Ein Heldendenkmal
Gail und Michael Amendola sind mustergültige Amerikaner. Michaels Eltern, Italiener, hatten mit Fleiß und Disziplin eine Metzgerei auf die Beine gestellt. Seine Mutter Maria, eine italienische Vollblut-Mama, war stets zur Stelle, um ihrer Schwiegertochter in den ersten Ehejahren zur Hand zu gehen. Ohne sie wäre Gail, die irische Wurzeln hat, wohl nie so eine perfekte Hausfrau und sorgende Mutter geworden. Damals herrschte oft Chaos im Einfamilienhaus in der Wirra Lane auf Staten Island. Tagein, tagaus hielten drei Söhne alle auf Trab. Um Peter, den Ältesten, brauchte sich keiner zu sorgen. Er boxte sich nach oben durch und ist mittlerweile Anwalt in einer renommierten Kanzlei in Manhattan. Bobby, der Jüngste, trat in die Fußstapfen seines Vaters Michael und wurde Feuerwehrmann. Nur Franky hat bis heute sein Leben nicht in geordnete Bahnen lenken können. Er blieb das Sorgenkind der Familie.

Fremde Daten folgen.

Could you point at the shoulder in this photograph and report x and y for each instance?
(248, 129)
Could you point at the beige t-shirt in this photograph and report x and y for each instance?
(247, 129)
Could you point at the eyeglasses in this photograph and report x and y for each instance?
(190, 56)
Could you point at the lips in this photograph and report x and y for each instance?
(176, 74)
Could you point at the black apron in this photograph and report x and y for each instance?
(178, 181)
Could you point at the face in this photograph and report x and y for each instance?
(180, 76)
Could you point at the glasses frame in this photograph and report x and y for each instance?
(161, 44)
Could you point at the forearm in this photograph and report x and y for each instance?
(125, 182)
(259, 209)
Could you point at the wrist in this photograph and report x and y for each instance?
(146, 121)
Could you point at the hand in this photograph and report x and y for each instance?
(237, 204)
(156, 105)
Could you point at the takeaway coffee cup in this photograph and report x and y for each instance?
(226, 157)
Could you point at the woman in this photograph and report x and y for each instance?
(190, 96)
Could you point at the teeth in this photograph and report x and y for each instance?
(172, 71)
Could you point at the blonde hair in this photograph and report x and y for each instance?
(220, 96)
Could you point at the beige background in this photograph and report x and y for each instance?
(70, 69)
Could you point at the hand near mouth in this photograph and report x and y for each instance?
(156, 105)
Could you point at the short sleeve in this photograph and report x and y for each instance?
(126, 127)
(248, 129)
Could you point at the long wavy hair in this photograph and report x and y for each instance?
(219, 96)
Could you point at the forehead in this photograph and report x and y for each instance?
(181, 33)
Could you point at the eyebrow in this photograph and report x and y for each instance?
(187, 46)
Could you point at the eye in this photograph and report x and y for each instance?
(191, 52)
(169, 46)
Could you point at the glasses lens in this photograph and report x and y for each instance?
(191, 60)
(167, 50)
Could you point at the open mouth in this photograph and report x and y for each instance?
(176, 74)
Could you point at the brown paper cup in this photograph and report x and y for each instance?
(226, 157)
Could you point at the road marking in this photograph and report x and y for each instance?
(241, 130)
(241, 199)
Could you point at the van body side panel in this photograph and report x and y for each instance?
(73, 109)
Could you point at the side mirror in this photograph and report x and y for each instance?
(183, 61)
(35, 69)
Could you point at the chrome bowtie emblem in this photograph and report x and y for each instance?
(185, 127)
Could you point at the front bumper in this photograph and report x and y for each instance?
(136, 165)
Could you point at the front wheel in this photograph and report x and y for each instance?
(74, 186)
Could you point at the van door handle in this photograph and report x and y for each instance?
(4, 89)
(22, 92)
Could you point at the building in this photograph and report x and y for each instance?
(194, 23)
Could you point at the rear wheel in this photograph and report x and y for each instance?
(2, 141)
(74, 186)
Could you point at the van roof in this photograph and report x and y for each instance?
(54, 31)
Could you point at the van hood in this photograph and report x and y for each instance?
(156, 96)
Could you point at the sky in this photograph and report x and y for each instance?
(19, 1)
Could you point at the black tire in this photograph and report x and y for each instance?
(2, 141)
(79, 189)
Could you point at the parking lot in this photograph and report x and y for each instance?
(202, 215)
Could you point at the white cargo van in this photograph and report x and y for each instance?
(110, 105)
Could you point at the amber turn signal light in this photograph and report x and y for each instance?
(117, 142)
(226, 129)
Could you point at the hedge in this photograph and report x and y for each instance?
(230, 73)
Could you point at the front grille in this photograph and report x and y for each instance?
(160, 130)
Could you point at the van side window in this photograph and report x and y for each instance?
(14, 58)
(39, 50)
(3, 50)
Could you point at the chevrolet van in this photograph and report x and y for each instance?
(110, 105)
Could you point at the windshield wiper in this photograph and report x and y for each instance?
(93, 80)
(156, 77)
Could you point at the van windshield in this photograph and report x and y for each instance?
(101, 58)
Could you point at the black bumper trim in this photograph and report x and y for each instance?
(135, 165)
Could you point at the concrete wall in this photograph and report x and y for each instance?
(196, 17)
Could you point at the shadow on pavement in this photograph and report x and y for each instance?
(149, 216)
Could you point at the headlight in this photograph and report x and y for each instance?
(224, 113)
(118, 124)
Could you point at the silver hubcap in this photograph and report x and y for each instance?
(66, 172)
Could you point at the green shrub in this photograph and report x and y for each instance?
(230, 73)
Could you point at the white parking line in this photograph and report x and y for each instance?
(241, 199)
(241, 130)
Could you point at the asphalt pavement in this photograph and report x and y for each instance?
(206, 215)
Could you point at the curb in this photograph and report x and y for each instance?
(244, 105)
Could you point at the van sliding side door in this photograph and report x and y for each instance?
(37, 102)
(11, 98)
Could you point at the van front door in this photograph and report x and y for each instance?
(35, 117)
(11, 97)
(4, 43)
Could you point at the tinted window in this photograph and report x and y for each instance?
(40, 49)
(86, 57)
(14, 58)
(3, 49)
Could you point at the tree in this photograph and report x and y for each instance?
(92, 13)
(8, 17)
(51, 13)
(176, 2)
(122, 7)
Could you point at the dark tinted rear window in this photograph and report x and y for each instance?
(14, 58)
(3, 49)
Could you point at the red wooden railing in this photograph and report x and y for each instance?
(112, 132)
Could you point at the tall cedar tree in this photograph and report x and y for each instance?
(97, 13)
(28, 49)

Inzwischen haben Gail und Michael kaum noch Verpflichtungen. Sie sind im Ruhestand. Seit die Kinder nicht mehr da sind, herrscht im Haus Stille, im Kühlschrank – früher immer rappelvoll – gähnende Leere, in den Herzen Einsamkeit und Trauer. Denn »ein Bruch« durchzieht die Familie, seit ihr Sohn Bobby zu einem Einsatz gerufen wurde, von dem er nie zurückkehrte. Er war einer von 343 firefighters, die bei dem Versuch, den über siebzehntausend Menschen in den brennenden Twin Towers des World Trade Centers zu helfen, ihr Leben verloren.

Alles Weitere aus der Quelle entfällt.